Kids with cultural and linguistic identities, waiting like pearls, to be pried open. Kids with grandparents and divorced parents. Kids from other nations. Kids who’ve never left their neighborhood. Kids who possess a growth mind set and those who are primed to pass tests. Kids for whom English is not their first language yet speak multiple ones at home. Kids who only speak English. Kids who can become the next Duke Ellington’s or Rachel Carson’s. Kids who fall asleep in the back of the room but can take computers apart. Kids who write poetry on the side and mix it digitally.

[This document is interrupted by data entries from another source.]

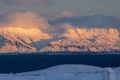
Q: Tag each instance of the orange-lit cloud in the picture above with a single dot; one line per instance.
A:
(27, 2)
(26, 26)
(88, 33)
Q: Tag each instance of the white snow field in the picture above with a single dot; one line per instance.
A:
(67, 72)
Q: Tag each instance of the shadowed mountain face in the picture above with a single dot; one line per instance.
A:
(73, 40)
(98, 20)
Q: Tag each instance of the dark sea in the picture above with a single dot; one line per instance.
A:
(16, 63)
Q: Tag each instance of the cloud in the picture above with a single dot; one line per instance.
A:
(27, 2)
(26, 26)
(76, 33)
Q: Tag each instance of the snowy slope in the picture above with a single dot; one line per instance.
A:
(10, 45)
(73, 40)
(92, 40)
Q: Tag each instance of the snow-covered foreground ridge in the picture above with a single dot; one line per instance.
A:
(72, 39)
(67, 72)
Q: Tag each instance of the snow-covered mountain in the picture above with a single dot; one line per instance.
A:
(10, 45)
(73, 40)
(83, 40)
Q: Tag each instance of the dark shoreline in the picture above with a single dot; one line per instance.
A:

What do you know about them? What does it mean to run a student centered classroom, if those names whom you check off every morning, are seen instrumentally as students who do homework and hand back double spaced assignments? Over and above the common core, the standards, the test scores, the rankings— history, culture, and social context matter. And you can be sure that the curriculum specialists and coaches and district officials and trustees and policy makers, will not tell you that.
More than content area specialists or grade level teachers, we need to become anthropologists: students of culture motivated by curiosity, the propensity to view things from multiple perspectives, connoisseurs of worldviews and diverse values. we build a sense of community giving students a sense of belonging, and the unshakable desire to learn.
The lives you impact require it. Global students don’t arise out of textbooks but through daily interactions and exposure that enable them to grasp the plurality and plenitude of the world. Put the grade book down. There is a room full of burgeoning lives needing all the challenges, love and support they can get. This is why we are midwives. Above all else.